Effect of other drugs on rosuvastatin. Inhibitors of transport proteins: rosuvastatin binds to some transport proteins, in particular, to OATP1B1 and BCRP. The concomitant use of drugs that are inhibitors of these transport proteins may be accompanied by an increase in the concentration of rosuvastatin in the blood plasma and an increased risk of myopathy (see Table 3 and the sections on "Dosage and administration" and "Special instructions").
Cyclosporine: with simultaneous application of rosuvastatin and cyclosporine AUC rosuvastatin was an average of 7 times higher than that seen in healthy volunteers (see table 3). Does not affect the plasma concentration of cyclosporine. The drug ROSUKARD® is contraindicated in patients taking ciclosporin (see section "Contraindications").

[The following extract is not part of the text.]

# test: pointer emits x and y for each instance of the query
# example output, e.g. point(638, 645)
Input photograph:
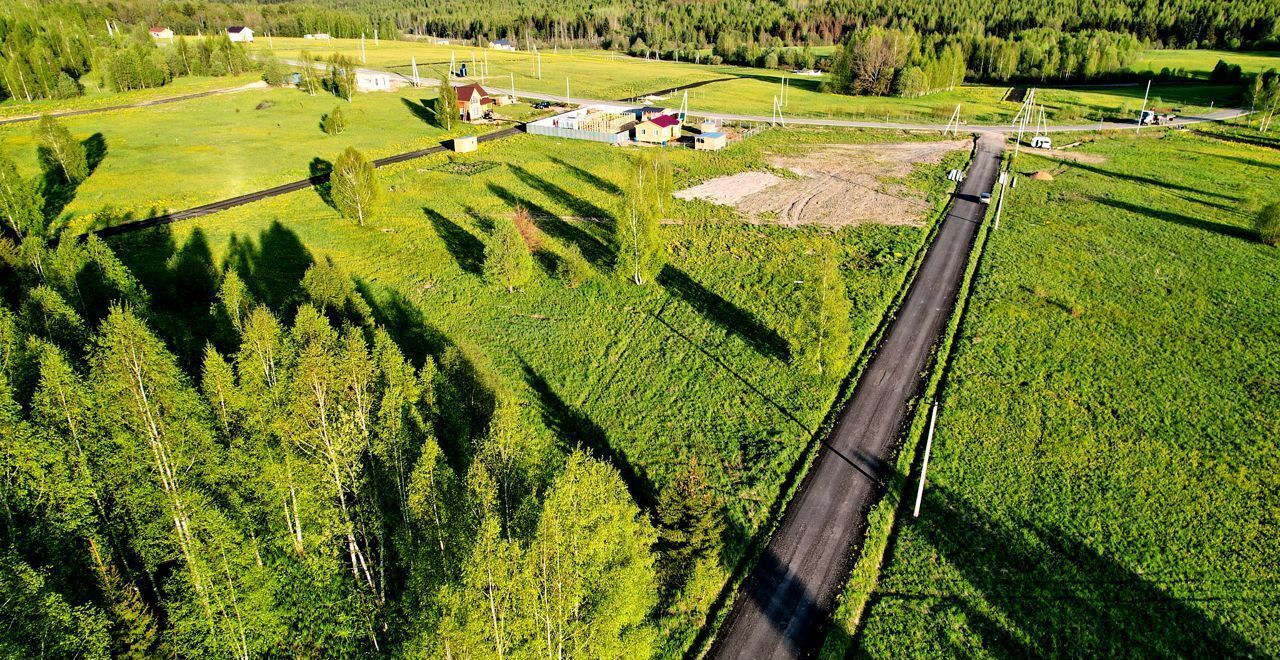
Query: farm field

Inhibitors of human immunodeficiency virus protease (HIV): despite the fact that the exact mechanism of interaction is unknown, joint intake of HIV protease inhibitors can lead to a significant increase in the exposure of rosuvastatin (see Table 3). A pharmacokinetic study on simultaneous use of 20 mg rosuvastatin with a combined preparation containing two HIV protease inhibitors (400 mg lopinavir / 100 mg ritonavir) in healthy volunteers resulted in approximately a two- and five-fold increase AUC(0-24) and CmOh rosuvastatin, respectively. Therefore, simultaneous use of the drug ROSUKARD® and HIV protease inhibitors is not recommended (see sections "Dosing and Administration", "Special instructions", table 3).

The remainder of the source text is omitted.